Cascos

En el Diccionario de 1729, llamado de Autoridades, se puede encontrar como primera acepción de casco: “El huesso cóncavo que cubre la cabéza y contiene dentro de sí los sessos y el celébro. Dixose aisi por la semejanza que tiene con cualquier casco de vasija redonda de barro. Antiguamente se solía decir Caxco.”
Tras referirse también a un pedazo de vasija, a los gajos de algunas frutas, a la cubierta de las cebollas, al arma defensiva que se coloca sobre la cabeza, a la armazón de una montura, al buque sin palos ni jarcias, a las uñas del pie y de las manos en las bestias caballares, y, usado en plural, a la cabeza del carnero y la vaca, sin sesos ni lengua, encontramos la última acepción que alude al sentido figurado y dice así: “Figuradamente hablando de los del hombre, significan el juicio que tiene, y regularmente suele ser en mala parte: y assí se dice, Fulano tiene bravos cascos, o malos cascos, que uno y otro significa poco juicio.”
Como usos modales señala: Tener los cascos a la gineta, frase que se usa para señalar que uno tiene poco asiento y una viveza alocada y sin reflexión; Casco de una casa o lugar, refiriéndose al lugar sin agregados ni accesorios (por ej.- el casco urbano), Tener cascos lucios, es decir, poco juicio, que pudo decirse por síncopa de lúcidos; Lavar o untar los cascos, que se utiliza para expresar que se lisonjea mucho a uno, alabándole sus acciones con demasía y afectada ponderación; Quitar o raer del casco, utilizada para indicar que se disuade, se aparta o se desvía el pensamiento o idea que tiene uno en la cabeza; y Romper los cascos, por molestar y fatigar a uno con impertinentes y pesadas conversaciones.
El Diccionario de 1780 añade Levantarle a uno de cascos, con el sentido de sugerir pensamientos de vanidad o presunción, o de hacer concebir esperanzas, y completa Romper(se) los cascos con el uso referido al cansamiento o fatiga propio del estudio o la investigación.
El Diccionario de 1869 recoge Alegre de cascos, Barrenado de cascos, Tener cascos de calabaza y Tener malos cascos, todas con el sentido de poco juicio o seso y de obrar sin reflexión, que se unen a Tener los cascos a la gineta, única expresión, hasta ahora con ese significado.
Siguiendo con los usos figurados, el Diccionario de 1936, recoge además Alborotar el casco por trastornar el juicio, Alegrar el casco por alegrarse, Calentar los cascos por excitar o exaltar la imaginación, Cerrado de cascos por decir de poco talento, Ligero de cascos por Alegre de cascos, Meterse o ponerse en los cascos por meterse una idea en la cabeza, Parecerse los cascos a la olla por aquellos que heredan las malas costumbres de sus padres y Quebrarse los cascos por Romperse los cascos. Giros que se mantienen en el de 1970.

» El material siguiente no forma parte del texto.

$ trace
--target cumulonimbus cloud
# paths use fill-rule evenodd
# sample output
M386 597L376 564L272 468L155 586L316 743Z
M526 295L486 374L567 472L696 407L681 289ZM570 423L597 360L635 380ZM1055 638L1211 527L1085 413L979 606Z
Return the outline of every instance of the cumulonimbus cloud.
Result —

Todo esto viene a la evolución de los sentidos figurados y a cómo unos perduran y se utilizan y otros no. También a los cambios, puesto que algunos de estos giros se utilizan con tarro o coco, sentidos figurados también de la cabeza. Y como el modismo por excelencia en el caso, referente a tener mala cabeza, es el más rico en expresiones.
Las más corrientes en la actualidad a este respecto, Ser ligero de cascos y Ser alegre de cascos, son frases que actualmente se aplican a la persona, generalmente a una mujer, casquivana, de costumbres licenciosas y de moral laxa. Una mujer fácil en cuanto a sexo se refiere.
Parece que estas expresiones se asientan, en origen, en la bebida y en las monturas. En la bebida, pues un moderado estado etílico conlleva un estado de alegría, poco juicio y escasa reflexión, y en las monturas haciendo referencia al modismo origen, ya en desuso, Tener los cascos a la gineta.
La gineta o jineta es un estilo de montar a caballo, con las piernas recogidas por llevar estribos cortos y un tipo especial de silla, que se usaba con caballos ligeros en las escaramuzas e incursiones en las que no se esperaba resistencia. Es decir, en las que se operaba con rapidez y sin reflexionar. También es posible que la ligereza de la montura se traspasase a los cascos del animal, a los que cubren sus pezuñas me refiero, y que esa idea reforzase el Ser ligero de cascos, tanto de pensamiento como de actos, pero es tan solo una posibilidad.